Of course, nature for such people cannot be anything other than a source of profit. They kill and destroy animals - no longer for the sake of maintaining their own lives (in their basements there would be enough reserves for several such lives), but for the sake of sport, for the sake of some kind of animal pleasure. A striking example This is a description of the struggle between Ignatich and the king fish. The fisherman's net caught not only a huge sturgeon, but a large number of sterlet, to which the hero does not pay any attention. It is important for him to catch the king fish, because this happens once in a lifetime, and everything else does not exist for him, so the sterlet dies just like the bird in the story “The Black Feather is Flying,” meaningless and in vain.

Nature does not forgive insults, and the Commander, and the Lady, and Rumble, and other poachers will have to pay in full for the evil done to her. Because, the writer confidently and openly declares, “no crime passes without a trace.” Physical, and especially moral suffering, is fair retribution for daring attempts to conquer, subjugate or even destroy at least a part of nature.

Encroaching on Living being, whether it is a mother fish carrying millions of eggs, or a bird, or a bear in the forest, a person breaks the chain that connects him with nature, with the harmony of a single, integral life on earth. He falls out of this chain and is left alone. And it is no longer possible to go back and correct your mistakes.

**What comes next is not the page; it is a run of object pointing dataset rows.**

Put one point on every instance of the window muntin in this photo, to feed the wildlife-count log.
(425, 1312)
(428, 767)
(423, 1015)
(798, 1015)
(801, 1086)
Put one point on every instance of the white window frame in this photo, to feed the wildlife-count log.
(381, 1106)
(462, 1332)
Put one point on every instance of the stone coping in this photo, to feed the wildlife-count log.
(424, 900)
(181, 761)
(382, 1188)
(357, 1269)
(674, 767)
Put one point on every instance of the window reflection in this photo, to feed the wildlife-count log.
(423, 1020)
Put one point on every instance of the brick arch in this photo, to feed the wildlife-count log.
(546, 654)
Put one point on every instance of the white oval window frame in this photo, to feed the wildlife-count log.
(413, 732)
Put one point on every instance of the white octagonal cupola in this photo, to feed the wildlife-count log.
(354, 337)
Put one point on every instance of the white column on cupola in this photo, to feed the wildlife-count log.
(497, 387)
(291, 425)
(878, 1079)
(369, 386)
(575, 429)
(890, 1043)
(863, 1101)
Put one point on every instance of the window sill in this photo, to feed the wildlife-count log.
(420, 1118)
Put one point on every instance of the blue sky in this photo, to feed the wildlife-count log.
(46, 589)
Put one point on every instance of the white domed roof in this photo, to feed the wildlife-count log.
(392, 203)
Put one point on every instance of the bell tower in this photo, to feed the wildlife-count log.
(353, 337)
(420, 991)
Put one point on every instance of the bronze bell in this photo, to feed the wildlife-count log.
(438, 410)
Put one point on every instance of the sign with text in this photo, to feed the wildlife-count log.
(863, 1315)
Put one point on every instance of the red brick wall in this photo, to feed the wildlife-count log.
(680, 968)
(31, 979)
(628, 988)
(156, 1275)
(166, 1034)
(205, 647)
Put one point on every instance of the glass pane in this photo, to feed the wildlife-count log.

But Viktor Astafiev condemns not only the thieves of forests and rivers, he raises more global questions about the barbaric activities of man on Earth. One of the main goals of “Tsar Fish” is to expose poaching in the broadest interpretation of the word. After all, a poacher is not only a person who steals fish or animals from the state. A poacher is the one who builds a power plant over a clean lake, and the one who gives permission to cut down virgin forests, and even the one who does not interfere with these actions. The author condemns society from the point of view of modernity, and human behavior itself seems immoral to him. At the very end of the work, he shows the difference between himself and other people: “There is one special rock on Biryusa. About ten versts from the mouth of the Biryusa, like a half-opened book, touched by rust and the decay of time, it stands heavily in the water. On one side of the rock, on the one that opens like a page into the depths of the continent, whether by an ancient artist or by the forces of nature, a human face is drawn - big-nosed, two-eyed, with a compressed crooked mouth: when you pass close, it is tearful, but when you move away, it grins , winks, we live, they say, we create, guys!... - Here she is! I shuddered and woke up. The passengers on the plane were glued to the windows, staring at the receding hydroelectric station. They admired the creation of their hands..." - this moment clearly shows that modern man has no time for the beauties of the natural world, his eyes can only rejoice in the urban landscape...

Astafiev man nature


Conclusion


In the narrative “Tsar Fish” Astafiev speaks of the need and urgency of a “return to nature.” Ecological issues become the subject of philosophical discussion about the biological and spiritual survival of people. The attitude towards nature acts as a test of the spiritual viability of an individual.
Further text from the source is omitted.